Drosophila also offers a comparatively short lifespan (about 60 – 80 days) and superb, advanced genetics, and, thus, has been used successfully to model age- and lifetime-associated changes of memory formation. Aversive olfactory memories (in response to electric shocks) are subject to age-induced decline in Drosophila, as first shown by pioneering work by the Saitoe lab. In Drosophila, memory acquired after a single olfactory conditioning cycle can be separated into three distinct phases: short-, intermediate- and long-lasting memory. Intermediate term aversive olfactory memory can be further dissected into anesthesia-sensitive memory (ASM) and anesthesia-resistant memory (ARM) components, depending on their sensitivity versus amnestic cooling. Unlike ARM, which is stable with age, it is the ASM component which is strongly impaired with aging ). Here, AMI shows an onset at about 10 days of age and plateaus at about 30 days of age.
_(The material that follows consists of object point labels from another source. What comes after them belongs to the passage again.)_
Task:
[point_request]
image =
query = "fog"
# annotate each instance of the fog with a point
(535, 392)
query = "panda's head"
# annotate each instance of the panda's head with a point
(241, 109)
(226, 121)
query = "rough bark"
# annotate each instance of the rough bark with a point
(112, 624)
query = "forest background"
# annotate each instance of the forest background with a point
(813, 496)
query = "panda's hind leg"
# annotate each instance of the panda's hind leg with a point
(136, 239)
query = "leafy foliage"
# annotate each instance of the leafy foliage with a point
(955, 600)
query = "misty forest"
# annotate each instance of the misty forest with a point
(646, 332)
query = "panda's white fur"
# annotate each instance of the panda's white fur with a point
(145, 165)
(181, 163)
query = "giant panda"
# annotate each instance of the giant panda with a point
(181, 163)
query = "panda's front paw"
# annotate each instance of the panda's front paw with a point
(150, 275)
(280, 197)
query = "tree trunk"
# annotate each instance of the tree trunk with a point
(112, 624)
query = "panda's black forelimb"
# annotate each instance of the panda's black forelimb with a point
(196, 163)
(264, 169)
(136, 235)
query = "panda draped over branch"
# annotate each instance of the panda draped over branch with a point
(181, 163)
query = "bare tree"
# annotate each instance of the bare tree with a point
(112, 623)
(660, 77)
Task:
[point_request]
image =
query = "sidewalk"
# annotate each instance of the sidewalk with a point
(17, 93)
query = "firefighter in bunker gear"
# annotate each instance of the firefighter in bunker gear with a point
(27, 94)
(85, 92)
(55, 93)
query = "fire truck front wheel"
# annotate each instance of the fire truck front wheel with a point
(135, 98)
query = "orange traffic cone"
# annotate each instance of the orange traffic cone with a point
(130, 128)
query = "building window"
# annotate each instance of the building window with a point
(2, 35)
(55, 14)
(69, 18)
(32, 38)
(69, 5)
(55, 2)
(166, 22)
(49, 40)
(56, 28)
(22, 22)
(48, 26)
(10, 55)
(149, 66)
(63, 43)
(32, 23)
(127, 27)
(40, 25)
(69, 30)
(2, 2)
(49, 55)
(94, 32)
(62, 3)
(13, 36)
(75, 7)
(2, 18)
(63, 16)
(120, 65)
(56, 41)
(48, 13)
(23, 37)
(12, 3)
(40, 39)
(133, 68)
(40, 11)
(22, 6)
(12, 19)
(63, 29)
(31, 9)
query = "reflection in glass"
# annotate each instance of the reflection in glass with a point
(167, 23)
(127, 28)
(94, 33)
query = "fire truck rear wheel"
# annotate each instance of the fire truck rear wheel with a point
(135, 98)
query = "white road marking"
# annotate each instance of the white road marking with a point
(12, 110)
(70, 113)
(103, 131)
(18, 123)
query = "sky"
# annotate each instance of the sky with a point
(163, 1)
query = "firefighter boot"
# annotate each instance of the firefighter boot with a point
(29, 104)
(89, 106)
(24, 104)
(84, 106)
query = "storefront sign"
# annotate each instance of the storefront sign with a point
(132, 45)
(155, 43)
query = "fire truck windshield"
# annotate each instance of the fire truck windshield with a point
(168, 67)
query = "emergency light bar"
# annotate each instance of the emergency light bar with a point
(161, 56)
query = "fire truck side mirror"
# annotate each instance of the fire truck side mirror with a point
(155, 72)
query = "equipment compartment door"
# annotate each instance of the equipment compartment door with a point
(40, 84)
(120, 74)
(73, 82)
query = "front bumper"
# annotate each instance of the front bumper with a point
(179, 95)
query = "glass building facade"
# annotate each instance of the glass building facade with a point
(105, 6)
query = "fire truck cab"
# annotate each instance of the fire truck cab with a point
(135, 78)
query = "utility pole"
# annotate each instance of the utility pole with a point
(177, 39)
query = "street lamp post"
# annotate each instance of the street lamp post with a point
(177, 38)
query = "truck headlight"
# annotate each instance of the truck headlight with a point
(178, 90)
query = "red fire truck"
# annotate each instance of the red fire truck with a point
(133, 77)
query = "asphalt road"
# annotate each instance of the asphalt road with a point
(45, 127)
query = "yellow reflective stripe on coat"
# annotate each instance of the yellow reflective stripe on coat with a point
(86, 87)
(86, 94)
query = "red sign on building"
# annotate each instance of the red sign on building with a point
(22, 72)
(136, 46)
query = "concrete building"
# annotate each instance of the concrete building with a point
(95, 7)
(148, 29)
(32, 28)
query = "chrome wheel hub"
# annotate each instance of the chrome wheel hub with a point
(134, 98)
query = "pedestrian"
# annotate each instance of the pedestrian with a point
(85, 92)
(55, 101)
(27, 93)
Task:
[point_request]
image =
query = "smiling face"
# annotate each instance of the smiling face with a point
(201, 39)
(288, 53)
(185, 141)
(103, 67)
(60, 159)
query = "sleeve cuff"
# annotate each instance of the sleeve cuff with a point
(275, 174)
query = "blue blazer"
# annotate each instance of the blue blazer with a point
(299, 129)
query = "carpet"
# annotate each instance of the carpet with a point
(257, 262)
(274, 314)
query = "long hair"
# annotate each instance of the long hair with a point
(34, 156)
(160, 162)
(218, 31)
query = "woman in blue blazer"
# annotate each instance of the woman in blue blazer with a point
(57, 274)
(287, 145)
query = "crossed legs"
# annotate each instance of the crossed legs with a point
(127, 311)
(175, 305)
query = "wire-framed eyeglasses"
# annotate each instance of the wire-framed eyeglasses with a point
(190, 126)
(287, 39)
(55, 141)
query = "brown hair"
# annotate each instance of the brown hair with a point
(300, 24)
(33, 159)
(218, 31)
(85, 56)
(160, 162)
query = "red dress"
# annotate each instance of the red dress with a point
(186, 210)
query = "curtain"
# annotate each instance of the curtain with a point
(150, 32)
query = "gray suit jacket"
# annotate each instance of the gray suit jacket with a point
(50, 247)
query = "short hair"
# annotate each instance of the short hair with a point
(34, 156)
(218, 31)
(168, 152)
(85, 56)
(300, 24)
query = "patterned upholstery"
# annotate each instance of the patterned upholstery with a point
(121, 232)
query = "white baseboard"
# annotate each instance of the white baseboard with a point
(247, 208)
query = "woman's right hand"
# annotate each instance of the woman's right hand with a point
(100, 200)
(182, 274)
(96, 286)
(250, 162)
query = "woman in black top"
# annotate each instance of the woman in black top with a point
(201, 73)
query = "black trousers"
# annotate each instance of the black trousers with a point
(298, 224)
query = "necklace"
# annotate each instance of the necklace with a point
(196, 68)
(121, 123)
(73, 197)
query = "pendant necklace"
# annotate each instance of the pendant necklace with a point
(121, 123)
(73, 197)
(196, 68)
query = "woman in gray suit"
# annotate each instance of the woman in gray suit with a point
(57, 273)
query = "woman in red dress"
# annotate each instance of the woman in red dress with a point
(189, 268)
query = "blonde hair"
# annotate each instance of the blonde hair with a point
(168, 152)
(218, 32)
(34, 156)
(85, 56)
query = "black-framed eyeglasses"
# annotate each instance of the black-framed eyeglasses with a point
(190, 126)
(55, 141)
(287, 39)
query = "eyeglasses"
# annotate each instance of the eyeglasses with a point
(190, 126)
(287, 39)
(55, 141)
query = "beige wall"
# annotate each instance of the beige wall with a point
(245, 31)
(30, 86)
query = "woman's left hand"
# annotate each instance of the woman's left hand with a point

As in other memory model systems, structural and functional changes at synapses (“synaptic plasticity”) are generally considered to underlie learning and memory in Drosophila as well. Similar to certain synaptic terminals of the mammalian brain, presynaptic plasticity processes are of pivotal importance for Drosophila olfactory learning and memory. Thus, a deep understanding of presynaptic release mechanisms is imperative in order to address the synaptic basis of memory formation and its age-induced impairments in this system.
In short, the organizational and cellular principles of forming olfactory memories show many similarities between Drosophila and mammals. The age-induced decline of aversive olfactory memories provides a powerful model system for scrutinizing molecular and cellular mechanisms provoking AMI in the Drosophila system.